Mas, o que chamou a atenção de todos foi o recente leilão de $ 69,3 milhões no Christies of Everydays: the First 5000 Days, uma obra de arte digital criada por Mike Winkelmann, também conhecido como Beeple, – tornando-se a terceira obra mais cara vendida em leilão por um vivo artista, atrás dos de Jeff Koons e David Hockney. Um mês antes, outra peça de Winkelmann, Crossroad, foi vendida por US $ 6,6 milhões.

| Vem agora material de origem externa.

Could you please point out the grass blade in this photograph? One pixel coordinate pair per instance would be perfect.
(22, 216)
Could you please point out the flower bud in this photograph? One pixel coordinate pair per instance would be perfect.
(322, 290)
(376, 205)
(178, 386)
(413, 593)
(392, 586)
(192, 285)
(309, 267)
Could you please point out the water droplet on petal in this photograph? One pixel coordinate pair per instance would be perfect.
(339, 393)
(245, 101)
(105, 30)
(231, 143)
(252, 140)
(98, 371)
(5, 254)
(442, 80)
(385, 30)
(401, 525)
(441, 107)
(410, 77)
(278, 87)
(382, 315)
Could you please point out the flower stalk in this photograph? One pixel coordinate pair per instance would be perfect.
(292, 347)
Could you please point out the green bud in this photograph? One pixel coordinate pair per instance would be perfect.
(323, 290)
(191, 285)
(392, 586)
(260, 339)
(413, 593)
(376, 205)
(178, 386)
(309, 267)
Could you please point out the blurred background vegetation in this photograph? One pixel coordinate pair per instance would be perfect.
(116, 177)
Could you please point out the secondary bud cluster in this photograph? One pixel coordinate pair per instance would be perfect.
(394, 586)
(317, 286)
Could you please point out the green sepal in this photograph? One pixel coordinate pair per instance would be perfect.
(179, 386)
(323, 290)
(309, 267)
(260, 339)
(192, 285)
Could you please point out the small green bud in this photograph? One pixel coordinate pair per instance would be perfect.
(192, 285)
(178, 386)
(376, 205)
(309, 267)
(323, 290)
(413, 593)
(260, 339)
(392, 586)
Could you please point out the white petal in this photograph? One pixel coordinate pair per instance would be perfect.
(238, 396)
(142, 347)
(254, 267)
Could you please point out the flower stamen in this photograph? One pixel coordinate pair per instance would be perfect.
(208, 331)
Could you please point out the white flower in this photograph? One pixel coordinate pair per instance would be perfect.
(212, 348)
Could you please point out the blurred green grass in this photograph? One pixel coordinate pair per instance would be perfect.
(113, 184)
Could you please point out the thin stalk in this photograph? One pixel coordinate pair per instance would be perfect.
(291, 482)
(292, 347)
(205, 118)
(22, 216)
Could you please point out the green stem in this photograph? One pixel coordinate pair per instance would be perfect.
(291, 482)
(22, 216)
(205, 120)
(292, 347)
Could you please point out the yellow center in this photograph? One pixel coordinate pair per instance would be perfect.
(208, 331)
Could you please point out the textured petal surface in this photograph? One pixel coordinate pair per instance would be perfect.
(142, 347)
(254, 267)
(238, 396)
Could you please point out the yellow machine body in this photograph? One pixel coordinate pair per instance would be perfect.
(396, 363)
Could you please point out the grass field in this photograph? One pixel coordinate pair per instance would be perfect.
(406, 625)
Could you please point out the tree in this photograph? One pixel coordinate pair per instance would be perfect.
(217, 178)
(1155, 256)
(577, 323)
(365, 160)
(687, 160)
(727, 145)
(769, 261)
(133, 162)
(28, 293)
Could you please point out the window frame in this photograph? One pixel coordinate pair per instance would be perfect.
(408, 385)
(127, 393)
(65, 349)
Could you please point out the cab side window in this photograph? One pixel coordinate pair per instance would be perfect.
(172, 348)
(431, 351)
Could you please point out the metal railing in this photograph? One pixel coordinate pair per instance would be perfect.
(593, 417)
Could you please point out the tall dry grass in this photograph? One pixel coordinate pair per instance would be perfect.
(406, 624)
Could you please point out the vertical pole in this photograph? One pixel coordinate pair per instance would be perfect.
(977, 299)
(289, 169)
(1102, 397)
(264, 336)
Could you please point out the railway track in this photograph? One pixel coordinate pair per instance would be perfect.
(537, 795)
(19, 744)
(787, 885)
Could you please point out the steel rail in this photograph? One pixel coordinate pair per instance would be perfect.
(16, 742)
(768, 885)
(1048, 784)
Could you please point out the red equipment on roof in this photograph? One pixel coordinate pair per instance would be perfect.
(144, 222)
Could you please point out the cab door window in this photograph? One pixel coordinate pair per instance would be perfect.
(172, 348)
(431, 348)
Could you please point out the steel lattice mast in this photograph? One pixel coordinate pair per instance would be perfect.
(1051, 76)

Por que alguém pagaria US $ 69,3 milhões para ter um arquivo digital que qualquer pessoa pode ver online? Os NFTs são uma forma de possuir ativos valiosos, como arte digital e itens colecionáveis inéditos, uma farsa ou ambos? Estamos vendo o tipo de preços inflacionados que geralmente acompanham qualquer coisa nova e inovadora, como a mania das tulipas holandesas no século 17 ou a bolha pontocom dos anos 90? Os NFTs sobreviverão ao inevitável estouro de sua bolha?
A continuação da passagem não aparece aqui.